Los filósofos presocráticos y el mismo Sócrates hablaban de la investigación sobre la naturaleza, aquel peri physeos istoria que constituía el principio y el fin del conocimiento humano. Se daba ya en aquellos pensadores la necesidad de concertar lo cosmológico (o sea el origen del universo), lo jurídico (las normas creadas por el hombre para entender y controlar ese universo) y lo económico (las posibilidades de que el individuo sobreviviera con el producto de su propio trabajo explotando una tierra propia). Entre uno de los primeros textos conocidos del pensamiento de la humanidad –atribuido a Anaximandro, hace 2.600 años– y la filosofía de Nietzsche en la que habla del eterno retorno como solución a un desajuste entre el orden y el caos, hay millones de horas de pensamiento, de cavilación, de hipótesis sobre la razón de ser de la humanidad en la tierra.
Recientemente tuve la oportunidad de comprobar hasta qué punto la propiedad de la tierra y su uso están presentes entre las preocupaciones de muchos habitantes del medio rural y constituyen el principal problema con que se enfrenta la llamada «España vaciada». Me contaba un labrador «de toda la vida» (lo cual quiere decir con una tradición familiar de cientos de años) uno de sus primeros recuerdos infantiles el día en que su padre quiso que le acompañara a una feria comarcal: «Vamos a comprar una vaca», advirtió lacónicamente el padre, y se pusieron en camino sin más comentario.
No se sabe si era el sentido común lo que impulsaba a aquel padre a diversificar su actividad agropecuaria o era el reformismo agrario inglés, de moda a comienzos del siglo XX y avalado por la famosa frase de Chesterton «tres acres y una vaca», como el patrimonio necesario para mantener una familia aun en los tiempos más difíciles. La cuestión es que padre e hijo regresaron cabizbajos de la feria porque el ganadero al que pretendían adquirir la vaca puso un precio excesivo para una economía precaria: «Diez mil duros y la tierra que tienes en tal sitio».
El comentario a aquel recuerdo frustrado se enriquecía, a mi parecer, con una coletilla definitiva de mi interlocutor: «¡Dónde estaría ahora la vaca que quería comprar mi padre! En cambio la tierra la heredé, la cultivé y la sigo cultivando y la heredarán mis hijos».
El valor de la tierra no es solo económico. Tiene mucho que ver con el cultivo que se desarrolla sobre ella, con la satisfacción patrimonial que procura a quien la posee, con la adecuación de su uso al entorno, con el respeto a una ética ambiental que se atenga al bien común, con la consideración del terreno como parte de la historia y signo de identidad…

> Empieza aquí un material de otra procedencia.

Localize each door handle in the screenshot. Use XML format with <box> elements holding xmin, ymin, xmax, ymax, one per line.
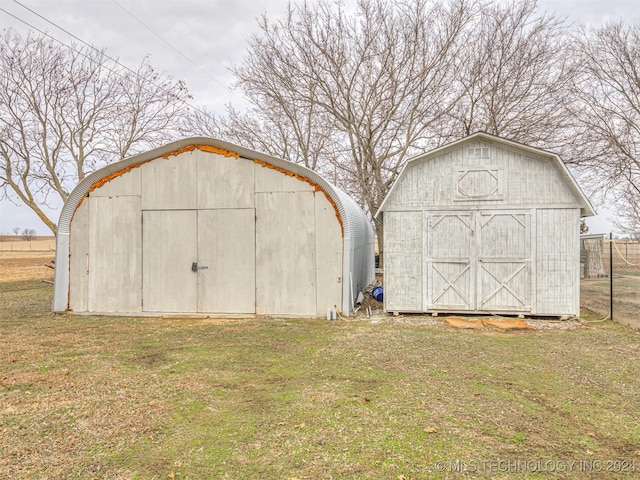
<box><xmin>191</xmin><ymin>262</ymin><xmax>209</xmax><ymax>272</ymax></box>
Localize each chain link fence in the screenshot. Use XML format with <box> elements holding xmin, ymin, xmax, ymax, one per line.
<box><xmin>580</xmin><ymin>234</ymin><xmax>640</xmax><ymax>328</ymax></box>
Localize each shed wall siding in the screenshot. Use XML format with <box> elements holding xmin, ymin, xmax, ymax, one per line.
<box><xmin>68</xmin><ymin>199</ymin><xmax>89</xmax><ymax>312</ymax></box>
<box><xmin>384</xmin><ymin>211</ymin><xmax>423</xmax><ymax>312</ymax></box>
<box><xmin>383</xmin><ymin>135</ymin><xmax>584</xmax><ymax>316</ymax></box>
<box><xmin>69</xmin><ymin>149</ymin><xmax>348</xmax><ymax>315</ymax></box>
<box><xmin>87</xmin><ymin>196</ymin><xmax>142</xmax><ymax>312</ymax></box>
<box><xmin>385</xmin><ymin>142</ymin><xmax>576</xmax><ymax>211</ymax></box>
<box><xmin>536</xmin><ymin>209</ymin><xmax>580</xmax><ymax>315</ymax></box>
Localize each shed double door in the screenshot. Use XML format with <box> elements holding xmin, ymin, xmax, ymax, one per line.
<box><xmin>425</xmin><ymin>211</ymin><xmax>532</xmax><ymax>313</ymax></box>
<box><xmin>142</xmin><ymin>208</ymin><xmax>256</xmax><ymax>313</ymax></box>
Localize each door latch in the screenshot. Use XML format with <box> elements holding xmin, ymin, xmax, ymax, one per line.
<box><xmin>191</xmin><ymin>262</ymin><xmax>209</xmax><ymax>272</ymax></box>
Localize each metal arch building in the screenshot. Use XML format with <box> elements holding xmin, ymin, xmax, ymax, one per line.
<box><xmin>53</xmin><ymin>137</ymin><xmax>375</xmax><ymax>316</ymax></box>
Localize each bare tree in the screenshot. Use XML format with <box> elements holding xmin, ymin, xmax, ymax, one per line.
<box><xmin>208</xmin><ymin>0</ymin><xmax>476</xmax><ymax>258</ymax></box>
<box><xmin>451</xmin><ymin>0</ymin><xmax>575</xmax><ymax>149</ymax></box>
<box><xmin>571</xmin><ymin>21</ymin><xmax>640</xmax><ymax>236</ymax></box>
<box><xmin>0</xmin><ymin>31</ymin><xmax>189</xmax><ymax>234</ymax></box>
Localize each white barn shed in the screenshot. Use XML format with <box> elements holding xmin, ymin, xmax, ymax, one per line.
<box><xmin>376</xmin><ymin>132</ymin><xmax>595</xmax><ymax>317</ymax></box>
<box><xmin>53</xmin><ymin>138</ymin><xmax>374</xmax><ymax>316</ymax></box>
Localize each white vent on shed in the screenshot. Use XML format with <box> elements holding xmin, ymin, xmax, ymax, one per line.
<box><xmin>467</xmin><ymin>147</ymin><xmax>489</xmax><ymax>158</ymax></box>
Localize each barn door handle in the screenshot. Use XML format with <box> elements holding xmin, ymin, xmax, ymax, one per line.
<box><xmin>191</xmin><ymin>262</ymin><xmax>209</xmax><ymax>272</ymax></box>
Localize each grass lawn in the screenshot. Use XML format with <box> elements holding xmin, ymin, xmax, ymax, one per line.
<box><xmin>0</xmin><ymin>281</ymin><xmax>640</xmax><ymax>480</ymax></box>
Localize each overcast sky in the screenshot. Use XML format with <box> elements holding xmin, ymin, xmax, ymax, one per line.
<box><xmin>0</xmin><ymin>0</ymin><xmax>640</xmax><ymax>235</ymax></box>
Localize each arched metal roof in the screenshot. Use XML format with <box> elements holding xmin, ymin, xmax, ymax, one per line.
<box><xmin>53</xmin><ymin>137</ymin><xmax>374</xmax><ymax>312</ymax></box>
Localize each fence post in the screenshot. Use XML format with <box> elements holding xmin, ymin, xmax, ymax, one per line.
<box><xmin>609</xmin><ymin>232</ymin><xmax>613</xmax><ymax>320</ymax></box>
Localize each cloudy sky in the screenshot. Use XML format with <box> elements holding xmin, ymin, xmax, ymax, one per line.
<box><xmin>0</xmin><ymin>0</ymin><xmax>640</xmax><ymax>235</ymax></box>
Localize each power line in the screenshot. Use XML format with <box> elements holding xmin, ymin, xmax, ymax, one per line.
<box><xmin>111</xmin><ymin>0</ymin><xmax>229</xmax><ymax>90</ymax></box>
<box><xmin>0</xmin><ymin>0</ymin><xmax>212</xmax><ymax>115</ymax></box>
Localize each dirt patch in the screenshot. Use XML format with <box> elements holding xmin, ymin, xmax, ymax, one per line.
<box><xmin>0</xmin><ymin>251</ymin><xmax>54</xmax><ymax>282</ymax></box>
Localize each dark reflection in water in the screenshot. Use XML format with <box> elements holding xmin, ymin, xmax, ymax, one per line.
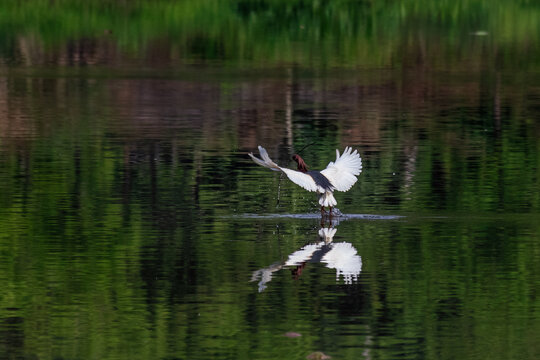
<box><xmin>0</xmin><ymin>67</ymin><xmax>540</xmax><ymax>359</ymax></box>
<box><xmin>251</xmin><ymin>227</ymin><xmax>362</xmax><ymax>292</ymax></box>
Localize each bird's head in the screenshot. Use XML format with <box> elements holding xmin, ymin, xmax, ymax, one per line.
<box><xmin>293</xmin><ymin>154</ymin><xmax>308</xmax><ymax>172</ymax></box>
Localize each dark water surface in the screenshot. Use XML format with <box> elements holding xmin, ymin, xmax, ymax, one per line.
<box><xmin>0</xmin><ymin>1</ymin><xmax>540</xmax><ymax>359</ymax></box>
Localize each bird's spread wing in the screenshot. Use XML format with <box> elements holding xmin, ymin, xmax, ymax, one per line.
<box><xmin>248</xmin><ymin>146</ymin><xmax>318</xmax><ymax>191</ymax></box>
<box><xmin>321</xmin><ymin>147</ymin><xmax>362</xmax><ymax>191</ymax></box>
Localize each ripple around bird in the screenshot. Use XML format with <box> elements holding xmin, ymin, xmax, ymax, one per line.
<box><xmin>232</xmin><ymin>213</ymin><xmax>405</xmax><ymax>220</ymax></box>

Las energías renovables han irrumpido en el mercado del suelo rústico desestabilizando los principios que lo regían y creando un oasis ficticio en la España vaciada. ¿Es la venta o el alquiler de las tierras para convertirlas en parques eólicos o solares el futuro que queda por vaciar? Cuando se «inventen» nuevas y menos agresivas fuentes de energía y se desmonten los gigantescos molinos asentados en toneladas de hormigón, ¿quedarán siquiera esos tres acres que sugería Chesterton para una decente economía doméstica?
Si un problema se plantea abierto a distintas posibilidades, no podrá ser resuelto siguiendo un algoritmo estandar. Acaso ese problema abierto no requiera la ejecución de un proceso conocido, sino una exploración nueva de la situación y una solución compleja pero más inteligente.